Иногда в записке она не велела ему приходить раньше такого-то часа — и это в дом, куда за многие годы не заглядывал ни один белый, кроме него, и где вот уже двадцать лет она проводила все ночи одна; целую неделю она заставляла его лазить к ней через окно. При этом она иногда пряталась, и он искал ее по всему темному дому, покуда не находил в каком-нибудь чулане, в нежилой комнате, где она ждала его, тяжело дыша, с горящими, как угли, глазами. То и дело она назначала ему свидание где-нибудь под кустами в парке, и он находил ее голой, или в изодранной в клочья одежде, в буйном припадке нимфомании, когда ее мерцающее тело медленно корчилось в таких показательно-эротических позах и жестах, какие рисовал бы Бердслей, живи он во времена Петрония[104]. Она буйствовала в душной, наполненной дыханием полутьме без стен, буйствовали ее руки, каждая прядь волос оживала, как щупальце осьминога, и слышался буйный шепот: «Негр! Негр! Негр!»

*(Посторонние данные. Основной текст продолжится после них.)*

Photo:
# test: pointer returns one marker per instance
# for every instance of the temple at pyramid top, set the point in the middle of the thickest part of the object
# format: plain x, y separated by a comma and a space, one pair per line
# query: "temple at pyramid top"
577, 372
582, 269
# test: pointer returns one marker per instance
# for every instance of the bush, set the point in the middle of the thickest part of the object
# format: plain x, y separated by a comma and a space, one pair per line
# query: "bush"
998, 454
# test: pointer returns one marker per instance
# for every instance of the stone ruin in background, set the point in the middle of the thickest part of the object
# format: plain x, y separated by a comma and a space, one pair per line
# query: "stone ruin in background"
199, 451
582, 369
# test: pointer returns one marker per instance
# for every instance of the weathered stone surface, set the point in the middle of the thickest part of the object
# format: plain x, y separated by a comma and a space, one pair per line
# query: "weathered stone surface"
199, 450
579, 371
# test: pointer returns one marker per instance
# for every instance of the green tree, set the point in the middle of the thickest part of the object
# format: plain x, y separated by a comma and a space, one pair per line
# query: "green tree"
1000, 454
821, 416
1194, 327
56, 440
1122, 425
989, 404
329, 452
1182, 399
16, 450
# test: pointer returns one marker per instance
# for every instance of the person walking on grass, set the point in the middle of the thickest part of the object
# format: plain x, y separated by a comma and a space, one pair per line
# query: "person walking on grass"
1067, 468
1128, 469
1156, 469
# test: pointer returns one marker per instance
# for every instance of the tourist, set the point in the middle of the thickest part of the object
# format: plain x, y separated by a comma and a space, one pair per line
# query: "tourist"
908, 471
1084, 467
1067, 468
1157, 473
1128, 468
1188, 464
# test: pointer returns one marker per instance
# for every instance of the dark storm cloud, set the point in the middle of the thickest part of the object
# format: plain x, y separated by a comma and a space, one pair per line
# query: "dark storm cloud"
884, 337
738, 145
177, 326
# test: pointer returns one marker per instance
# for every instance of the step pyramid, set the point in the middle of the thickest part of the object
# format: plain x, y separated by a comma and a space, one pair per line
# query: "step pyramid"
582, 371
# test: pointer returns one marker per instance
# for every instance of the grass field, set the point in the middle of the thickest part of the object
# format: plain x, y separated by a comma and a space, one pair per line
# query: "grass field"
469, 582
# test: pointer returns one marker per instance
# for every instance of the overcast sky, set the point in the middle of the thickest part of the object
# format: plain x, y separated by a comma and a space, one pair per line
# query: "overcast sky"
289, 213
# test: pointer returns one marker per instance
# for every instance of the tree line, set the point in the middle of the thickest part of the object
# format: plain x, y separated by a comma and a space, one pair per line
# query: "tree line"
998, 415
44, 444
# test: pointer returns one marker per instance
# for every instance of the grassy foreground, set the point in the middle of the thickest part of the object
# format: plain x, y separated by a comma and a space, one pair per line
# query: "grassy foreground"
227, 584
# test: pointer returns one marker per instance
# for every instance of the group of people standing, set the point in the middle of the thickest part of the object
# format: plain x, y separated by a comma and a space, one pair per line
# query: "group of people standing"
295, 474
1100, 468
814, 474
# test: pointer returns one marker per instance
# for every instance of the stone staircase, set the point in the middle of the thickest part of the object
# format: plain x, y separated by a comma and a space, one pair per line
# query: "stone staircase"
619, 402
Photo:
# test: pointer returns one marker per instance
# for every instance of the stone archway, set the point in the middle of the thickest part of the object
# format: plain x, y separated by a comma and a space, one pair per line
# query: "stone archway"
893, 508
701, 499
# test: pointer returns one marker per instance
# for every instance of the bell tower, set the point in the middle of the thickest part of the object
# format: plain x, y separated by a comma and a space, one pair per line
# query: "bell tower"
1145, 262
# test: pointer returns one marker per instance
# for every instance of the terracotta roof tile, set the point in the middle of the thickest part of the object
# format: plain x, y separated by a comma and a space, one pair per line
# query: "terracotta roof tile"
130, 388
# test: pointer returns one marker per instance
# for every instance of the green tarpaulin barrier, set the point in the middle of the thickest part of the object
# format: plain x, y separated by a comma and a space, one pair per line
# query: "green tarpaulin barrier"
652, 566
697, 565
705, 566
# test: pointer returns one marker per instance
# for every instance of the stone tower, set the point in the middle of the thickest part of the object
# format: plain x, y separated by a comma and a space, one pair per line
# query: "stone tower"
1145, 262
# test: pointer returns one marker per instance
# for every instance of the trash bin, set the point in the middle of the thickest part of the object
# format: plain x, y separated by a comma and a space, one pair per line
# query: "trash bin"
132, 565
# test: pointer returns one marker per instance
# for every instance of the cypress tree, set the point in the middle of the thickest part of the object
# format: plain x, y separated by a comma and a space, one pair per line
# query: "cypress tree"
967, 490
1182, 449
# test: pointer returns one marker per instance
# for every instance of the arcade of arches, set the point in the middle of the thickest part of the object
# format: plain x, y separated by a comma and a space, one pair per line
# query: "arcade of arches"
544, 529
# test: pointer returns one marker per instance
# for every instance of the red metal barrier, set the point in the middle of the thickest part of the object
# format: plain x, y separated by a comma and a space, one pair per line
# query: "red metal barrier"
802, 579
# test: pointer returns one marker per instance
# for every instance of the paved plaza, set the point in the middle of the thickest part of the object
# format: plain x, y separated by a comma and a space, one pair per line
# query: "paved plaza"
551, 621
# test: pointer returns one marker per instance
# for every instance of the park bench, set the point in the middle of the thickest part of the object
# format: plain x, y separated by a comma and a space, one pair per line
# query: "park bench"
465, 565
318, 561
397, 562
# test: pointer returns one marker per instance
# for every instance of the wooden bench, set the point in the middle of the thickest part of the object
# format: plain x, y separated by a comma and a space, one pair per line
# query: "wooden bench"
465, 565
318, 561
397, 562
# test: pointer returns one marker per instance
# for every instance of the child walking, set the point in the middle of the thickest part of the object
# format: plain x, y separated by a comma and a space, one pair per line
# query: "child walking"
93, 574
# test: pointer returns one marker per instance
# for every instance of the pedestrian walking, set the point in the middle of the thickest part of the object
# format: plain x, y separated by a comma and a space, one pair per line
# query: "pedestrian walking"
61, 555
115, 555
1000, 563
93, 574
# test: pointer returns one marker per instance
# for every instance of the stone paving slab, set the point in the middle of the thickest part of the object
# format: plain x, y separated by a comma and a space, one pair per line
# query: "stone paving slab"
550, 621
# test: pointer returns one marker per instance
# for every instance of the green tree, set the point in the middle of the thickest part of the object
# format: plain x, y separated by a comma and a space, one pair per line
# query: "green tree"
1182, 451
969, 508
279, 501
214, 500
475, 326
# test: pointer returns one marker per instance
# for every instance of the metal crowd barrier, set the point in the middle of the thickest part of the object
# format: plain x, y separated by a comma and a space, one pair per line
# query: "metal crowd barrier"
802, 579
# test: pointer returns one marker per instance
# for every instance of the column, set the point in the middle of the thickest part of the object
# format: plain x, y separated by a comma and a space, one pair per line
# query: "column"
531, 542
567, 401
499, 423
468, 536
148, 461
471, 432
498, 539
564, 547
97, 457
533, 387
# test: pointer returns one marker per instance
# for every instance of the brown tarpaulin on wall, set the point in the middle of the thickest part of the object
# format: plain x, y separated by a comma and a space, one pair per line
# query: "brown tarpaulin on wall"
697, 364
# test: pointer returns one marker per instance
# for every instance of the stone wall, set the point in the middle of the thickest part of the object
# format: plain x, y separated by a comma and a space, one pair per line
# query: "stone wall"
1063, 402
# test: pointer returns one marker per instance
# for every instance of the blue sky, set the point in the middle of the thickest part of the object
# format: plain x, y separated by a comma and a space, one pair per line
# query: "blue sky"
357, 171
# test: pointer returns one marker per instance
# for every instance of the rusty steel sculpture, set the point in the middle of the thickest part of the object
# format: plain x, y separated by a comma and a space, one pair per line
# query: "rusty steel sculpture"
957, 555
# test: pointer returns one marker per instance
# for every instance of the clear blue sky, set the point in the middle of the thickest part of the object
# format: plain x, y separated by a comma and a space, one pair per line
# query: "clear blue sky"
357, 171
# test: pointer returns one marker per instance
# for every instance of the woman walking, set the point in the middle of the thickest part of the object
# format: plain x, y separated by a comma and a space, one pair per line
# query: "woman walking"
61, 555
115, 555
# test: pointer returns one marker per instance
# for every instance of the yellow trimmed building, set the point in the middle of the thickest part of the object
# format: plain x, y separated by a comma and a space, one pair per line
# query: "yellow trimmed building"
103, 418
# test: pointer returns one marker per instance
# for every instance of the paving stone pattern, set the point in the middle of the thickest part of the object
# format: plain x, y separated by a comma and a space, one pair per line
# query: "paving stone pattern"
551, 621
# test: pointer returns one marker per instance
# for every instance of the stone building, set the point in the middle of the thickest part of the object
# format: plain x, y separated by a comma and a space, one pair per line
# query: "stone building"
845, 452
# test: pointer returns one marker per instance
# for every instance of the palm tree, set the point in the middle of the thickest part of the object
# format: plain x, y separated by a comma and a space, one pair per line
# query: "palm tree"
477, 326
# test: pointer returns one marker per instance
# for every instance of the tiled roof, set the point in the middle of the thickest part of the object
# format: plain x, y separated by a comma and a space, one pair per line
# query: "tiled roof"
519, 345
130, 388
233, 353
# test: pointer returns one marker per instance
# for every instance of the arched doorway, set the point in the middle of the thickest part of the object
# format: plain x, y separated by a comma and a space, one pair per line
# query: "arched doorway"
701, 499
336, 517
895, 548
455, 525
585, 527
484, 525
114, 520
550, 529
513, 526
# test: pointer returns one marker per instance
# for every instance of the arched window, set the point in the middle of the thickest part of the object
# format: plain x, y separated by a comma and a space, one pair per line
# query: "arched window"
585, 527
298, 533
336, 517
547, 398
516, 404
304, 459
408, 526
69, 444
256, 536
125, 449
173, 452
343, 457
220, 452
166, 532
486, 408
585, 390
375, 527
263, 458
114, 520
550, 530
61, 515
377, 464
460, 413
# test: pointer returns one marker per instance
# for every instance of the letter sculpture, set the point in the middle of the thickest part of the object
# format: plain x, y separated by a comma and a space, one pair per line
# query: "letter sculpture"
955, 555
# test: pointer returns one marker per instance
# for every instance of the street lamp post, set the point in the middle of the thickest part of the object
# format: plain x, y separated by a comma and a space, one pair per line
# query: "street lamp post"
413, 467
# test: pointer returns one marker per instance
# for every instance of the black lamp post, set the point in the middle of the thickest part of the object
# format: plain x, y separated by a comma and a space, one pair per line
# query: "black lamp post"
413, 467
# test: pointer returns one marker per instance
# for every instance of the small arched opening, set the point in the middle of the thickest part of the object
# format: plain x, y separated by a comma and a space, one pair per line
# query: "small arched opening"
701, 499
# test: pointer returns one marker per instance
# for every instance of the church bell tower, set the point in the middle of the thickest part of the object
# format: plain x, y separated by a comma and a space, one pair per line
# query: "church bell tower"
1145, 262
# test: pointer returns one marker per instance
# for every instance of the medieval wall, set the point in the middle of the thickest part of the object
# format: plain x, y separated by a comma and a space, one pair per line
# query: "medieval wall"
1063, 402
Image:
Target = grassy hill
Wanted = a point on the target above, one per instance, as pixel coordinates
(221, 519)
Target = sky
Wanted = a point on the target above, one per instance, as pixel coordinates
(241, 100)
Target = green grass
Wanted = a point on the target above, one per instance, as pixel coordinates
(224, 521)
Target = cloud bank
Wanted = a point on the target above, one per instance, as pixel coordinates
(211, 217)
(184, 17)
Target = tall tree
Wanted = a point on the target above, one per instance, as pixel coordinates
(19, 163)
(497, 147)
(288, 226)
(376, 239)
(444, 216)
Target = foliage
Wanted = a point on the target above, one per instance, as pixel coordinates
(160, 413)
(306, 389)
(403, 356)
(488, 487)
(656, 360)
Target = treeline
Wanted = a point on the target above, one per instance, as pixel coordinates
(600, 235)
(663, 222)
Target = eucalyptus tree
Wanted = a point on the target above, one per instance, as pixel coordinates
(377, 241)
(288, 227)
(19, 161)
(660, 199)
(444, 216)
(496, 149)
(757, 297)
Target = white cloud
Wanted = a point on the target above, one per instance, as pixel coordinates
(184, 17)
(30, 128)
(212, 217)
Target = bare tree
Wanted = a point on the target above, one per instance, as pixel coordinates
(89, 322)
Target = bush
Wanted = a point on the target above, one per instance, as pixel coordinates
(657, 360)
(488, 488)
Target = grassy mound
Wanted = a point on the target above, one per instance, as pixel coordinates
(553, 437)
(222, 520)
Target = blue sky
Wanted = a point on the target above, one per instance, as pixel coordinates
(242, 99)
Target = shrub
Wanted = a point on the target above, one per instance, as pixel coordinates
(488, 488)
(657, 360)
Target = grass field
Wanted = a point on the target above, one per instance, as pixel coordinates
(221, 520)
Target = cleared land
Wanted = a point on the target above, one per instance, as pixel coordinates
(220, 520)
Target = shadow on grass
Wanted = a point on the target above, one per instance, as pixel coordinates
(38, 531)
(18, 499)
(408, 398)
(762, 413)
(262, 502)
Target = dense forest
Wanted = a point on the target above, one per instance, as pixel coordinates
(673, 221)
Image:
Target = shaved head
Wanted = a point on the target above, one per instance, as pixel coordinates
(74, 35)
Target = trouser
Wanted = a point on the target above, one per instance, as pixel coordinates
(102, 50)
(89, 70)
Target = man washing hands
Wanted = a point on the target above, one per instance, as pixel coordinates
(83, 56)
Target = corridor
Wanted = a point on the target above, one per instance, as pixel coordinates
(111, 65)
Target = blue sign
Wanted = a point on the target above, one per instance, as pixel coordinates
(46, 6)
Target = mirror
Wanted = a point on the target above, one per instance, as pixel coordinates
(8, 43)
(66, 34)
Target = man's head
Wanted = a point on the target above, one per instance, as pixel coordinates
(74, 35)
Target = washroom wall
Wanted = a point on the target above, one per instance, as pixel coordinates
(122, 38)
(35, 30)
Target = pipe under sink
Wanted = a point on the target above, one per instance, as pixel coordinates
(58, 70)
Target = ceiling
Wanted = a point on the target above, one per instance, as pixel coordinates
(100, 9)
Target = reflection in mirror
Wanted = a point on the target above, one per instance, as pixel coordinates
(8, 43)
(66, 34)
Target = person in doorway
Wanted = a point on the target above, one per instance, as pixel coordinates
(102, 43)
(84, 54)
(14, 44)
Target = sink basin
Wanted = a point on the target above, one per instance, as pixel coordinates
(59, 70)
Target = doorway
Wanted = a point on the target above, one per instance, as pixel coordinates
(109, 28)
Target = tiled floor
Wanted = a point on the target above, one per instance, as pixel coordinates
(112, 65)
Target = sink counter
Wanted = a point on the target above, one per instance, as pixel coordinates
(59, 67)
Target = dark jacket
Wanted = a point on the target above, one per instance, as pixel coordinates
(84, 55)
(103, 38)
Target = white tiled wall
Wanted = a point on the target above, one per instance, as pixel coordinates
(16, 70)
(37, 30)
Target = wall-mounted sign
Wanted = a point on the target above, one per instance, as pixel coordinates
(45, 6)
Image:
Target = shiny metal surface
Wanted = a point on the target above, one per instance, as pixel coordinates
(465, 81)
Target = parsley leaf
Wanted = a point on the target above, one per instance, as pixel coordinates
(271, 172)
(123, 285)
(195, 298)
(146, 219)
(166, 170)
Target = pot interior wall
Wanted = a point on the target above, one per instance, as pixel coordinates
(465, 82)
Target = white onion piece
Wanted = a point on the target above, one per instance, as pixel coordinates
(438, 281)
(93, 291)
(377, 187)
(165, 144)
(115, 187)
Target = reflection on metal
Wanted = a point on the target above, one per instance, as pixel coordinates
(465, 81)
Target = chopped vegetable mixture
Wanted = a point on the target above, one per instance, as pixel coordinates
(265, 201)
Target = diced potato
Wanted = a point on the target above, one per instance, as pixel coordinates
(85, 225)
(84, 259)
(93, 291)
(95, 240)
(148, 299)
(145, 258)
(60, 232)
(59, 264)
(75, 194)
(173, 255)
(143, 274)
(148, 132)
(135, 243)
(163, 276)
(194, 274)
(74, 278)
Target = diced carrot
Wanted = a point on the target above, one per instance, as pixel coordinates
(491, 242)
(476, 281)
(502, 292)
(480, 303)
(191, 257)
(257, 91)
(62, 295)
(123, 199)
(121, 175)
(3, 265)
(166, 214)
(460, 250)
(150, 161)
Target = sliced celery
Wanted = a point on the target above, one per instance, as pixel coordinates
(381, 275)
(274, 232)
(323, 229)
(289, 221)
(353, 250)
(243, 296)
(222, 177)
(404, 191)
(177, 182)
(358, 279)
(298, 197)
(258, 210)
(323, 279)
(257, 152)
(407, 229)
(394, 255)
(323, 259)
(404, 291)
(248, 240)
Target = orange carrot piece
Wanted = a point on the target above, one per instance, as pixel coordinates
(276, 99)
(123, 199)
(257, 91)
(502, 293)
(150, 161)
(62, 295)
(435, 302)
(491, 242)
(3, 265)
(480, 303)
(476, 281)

За шесть месяцев она развратилась совершенно. Нельзя сказать, что развратил ее он. Его жизнь при всех беспорядочных, безымянных связях была достаточно пристойной, как почти всякая жизнь в здоровом и нормальном грехе. Происхождение порчи было для него еще менее понятно, чем для нее. Откуда что берется, удивлялся он; но мало этого: порча перешла на него самого. Он начал бояться. Чего — он сам не понимал. Но он уже видел себя со стороны — как человека, которого засасывает бездонная трясина. В мысль это еще не сложилось. Пока что он видел перед собой только улицу — безлюдную, дикую и прохладную. Именно прохладную; он думал, иногда говоря себе вслух: «Надо уходить. Надо убираться отсюда».
Но что-то удерживало его — то, что всегда может удержать фаталиста: любопытство, пессимизм, обыкновенная инертность. Между тем связь продолжалась, все глубже и глубже затягивая его в деспотическое, изнурительное неистовство ночей. Вероятно, он понимал, что уйти не может. Во всяком случае, он никуда не уходил и наблюдал, как борются в одном теле два существа — словно две мерцающие под луной фигуры, которые по очереди топят друг друга и судорожно выныривают на поверхность черного, вязкого пруда. То — спокойная, сдержанная, холодная женщина первой фазы, падшая и обреченная, но даже в падении своем и обреченности почему-то остававшаяся неприступной и неуязвимой; то — другая, вторая, в яростном отречении от этой неуязвимости стремившаяся в черную бездну и в бездне вновь обретавшая физическую чистоту — ибо берегла ее так долго, что теперь уже не могла потерять.